You know, people only write their hearts to true, true loved ones and they do it in letters, and that's about -- they aren't very often able to speak it out loud. And I got to the point, like you can see right now, I still can't do it. I -- I ain't acting. I just-- it just hurts. And there's nothing I can do about it. People say, "Oh, well, you're an emotional old lady." Bullshit. I'm not an emotional old lady; I'm a feeling person. I can feel it. I still feel -- I can still smell that
river. I can smell that river at night sometimes and wake up in my dreams. It had a very, very definite earth smell, and there was nothing like it. And it was very strong on the upstream wind when the rivers were nice and silty.
I smelled it, I felt it, the wind and the breezes. And I heard it, the canyon wind, the frogs, the river. And I'd talk to the river and the river talked back. I got answers from that river. And I put them to use in my life.
VERDOIA:
You talked about what you could do. One thing that you did was use your gift for music to give voice to some of your sentiments. And one of them, is a song that you crafted called The Wreck-The-Nation Bureau.
LEE:
I've always called them the wreck-the-nation bureau. That's what they are. That song -- that song just popped out of me after I finally got the name that I wanted to call them. They'd been called the Burwreckers. And Tad used to call them -- I think he called them Burwreckers. But as for
"reclamation," I keep waiting for them to reclaim something instead of revising it, reducing it, anything but reclaiming it, destroying it.

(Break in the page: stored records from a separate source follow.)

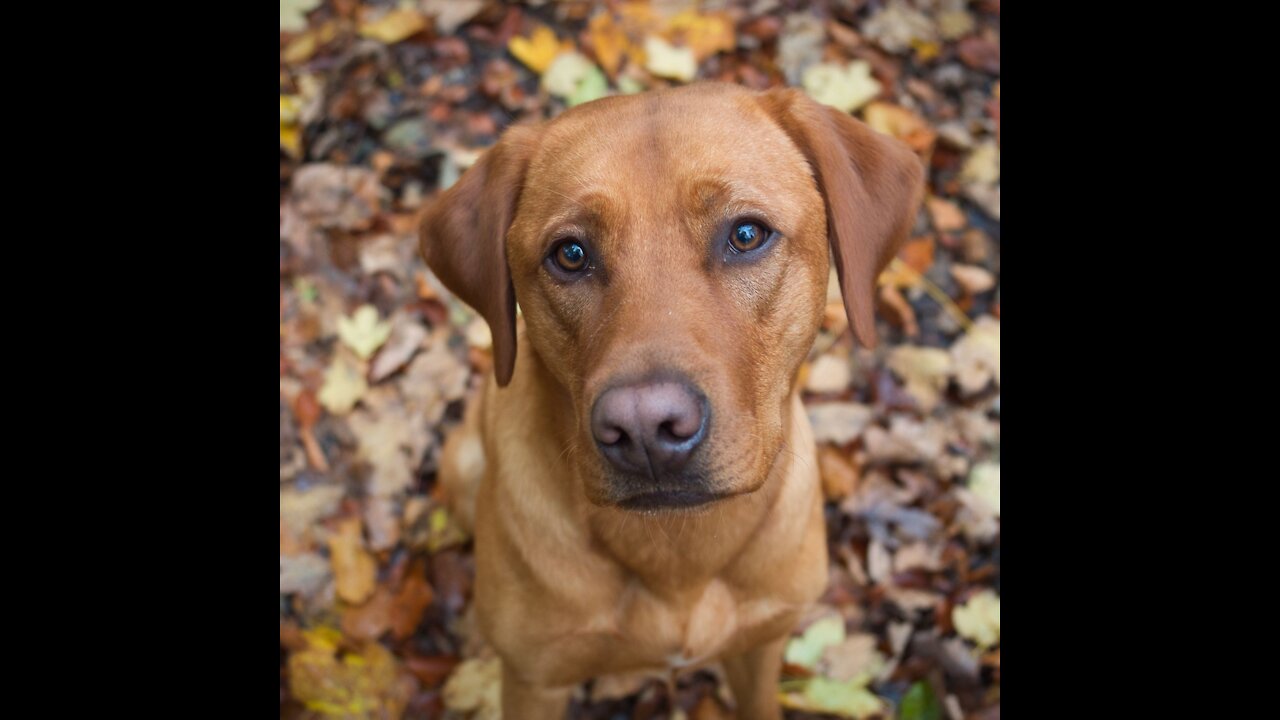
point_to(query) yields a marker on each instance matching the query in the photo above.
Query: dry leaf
(830, 374)
(978, 620)
(365, 684)
(475, 687)
(666, 60)
(845, 87)
(364, 332)
(946, 215)
(839, 475)
(977, 355)
(451, 14)
(839, 423)
(924, 370)
(353, 569)
(538, 50)
(343, 386)
(394, 26)
(973, 279)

The song used to -- went: "Three jeers for the Wreck-The-Nation Bureau; freeloaders with souls so pure, Oh, wiped out the good Lord's work in six short years. They never saw the old Glen Canyon; just dammed it up
while they were standing, At their drawing board with cotton in their ears.

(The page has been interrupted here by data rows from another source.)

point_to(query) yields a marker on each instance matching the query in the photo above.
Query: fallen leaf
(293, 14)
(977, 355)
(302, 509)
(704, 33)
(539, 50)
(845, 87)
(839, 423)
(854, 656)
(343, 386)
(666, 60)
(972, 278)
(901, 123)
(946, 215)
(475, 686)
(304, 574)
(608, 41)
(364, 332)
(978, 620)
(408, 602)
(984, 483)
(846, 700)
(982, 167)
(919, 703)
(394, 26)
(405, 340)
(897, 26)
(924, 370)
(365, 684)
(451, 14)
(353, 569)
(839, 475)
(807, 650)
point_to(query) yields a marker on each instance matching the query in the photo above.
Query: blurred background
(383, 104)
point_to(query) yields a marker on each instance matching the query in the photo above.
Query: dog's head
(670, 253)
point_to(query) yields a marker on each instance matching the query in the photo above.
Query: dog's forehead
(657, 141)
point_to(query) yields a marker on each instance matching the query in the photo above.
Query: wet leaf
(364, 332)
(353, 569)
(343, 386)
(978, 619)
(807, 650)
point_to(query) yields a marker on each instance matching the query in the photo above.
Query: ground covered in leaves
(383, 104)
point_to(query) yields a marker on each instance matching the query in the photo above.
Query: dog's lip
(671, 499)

Oh, they gone to dam the frying pan; you're next, old roaring fork, And when they built Glen Canyon Dam, San Juan got a cork. No river's safe until these apes find something else to do. So have your fun in Cataract, 'cause after that, you're through."
VERDOIA:
Is it a mission for you to restore Glen Canyon?
LEE:
You know, it's funny, but that's -- you used that word, and I've never thought of it that way. And yet, I'm sure that's what I'm doing. I know that I have the wording, you know, the mission of the Glen Canyon Institute is to restore the river, a free-flowing river through a restored Glen Canyon. It's to -- that isn't exact wording. I -- I don't have it right here in front of me. I can get it. But a mission, my mission is to the river. I feel so personally involved with that place. Yes, I want people like David to be able to have a spot like that. But I'm familiar enough with the way the world is going to know that unless it is set aside as a very special place when the once and future Glen is finally back where people can run it as a river, unless it's made a sanctuary where we can have no racket, no noisy motors of any kind, no jet skis, nothing but the
dripping of oars or somebody going down in on an air mattress, anything, I know it's going to have to be regulated. I understand all that. But the Glen was a place that does not react well to racket, to speed, to anything. It is a contemplative place.
And I think that we ought to have a spot like that left on the globe. Everything else has got a motorized something hither and yon, a trial bike, an anything. That place is to go through and be part of and not be abstracted by any kind of noise or motors, except just what's there already.